Performance optimisation and reproducibility analysis of distributed simulations of the Earth climate system

Abstract

Comprehensive Earth System Models (ESMs) are powerful scientific tools for the investigation of the processes and feedback mechanisms in the climate system and for assessing the system response to natural and anthropogenic perturbations. The ECHAM/MESSy Atmospheric Chemistry (EMAC) model system is specifically designed to allow a wide variety of model configurations with tailor made complexity for different scientific tasks. The requirements on the high-performance computing (HPC) system vary with the degree of complexity and the spatial and temporal resolution. In consequence, it is expected that the optimal (i.e., most efficient) HPC system differs for different model configurations. For an efficient exploitation of computational resources, in particular within a heterogeneous HPC grid, it is therefore desirable to select the best suited HPC system for each simulation setup. Further advantages for ESM simulations from a HPC grid arise for distributed ensemble simulations, distributed sensitivity simulations, and the distributed piecewise simulation of long time scales.
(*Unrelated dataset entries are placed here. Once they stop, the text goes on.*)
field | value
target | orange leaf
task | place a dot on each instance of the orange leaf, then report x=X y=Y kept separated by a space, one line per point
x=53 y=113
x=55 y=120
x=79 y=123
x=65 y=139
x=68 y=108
The prerequisite is, however, the independence of the simulated climatology from the HPC system – a reproducibility characteristic, which is a-priori not guaranteed, due to the (deterministic) chaotic nature of the ESM and the peculiarities of the different HPC systems. The DEISA grid computing infrastructure provides an ideal frame for the efficient analysis (and potential optimisation) of the run-time performance of different EMAC setups on different HPC systems, and further to test the statistical independence (i.e., their reproducibility) of the results on the HPC system.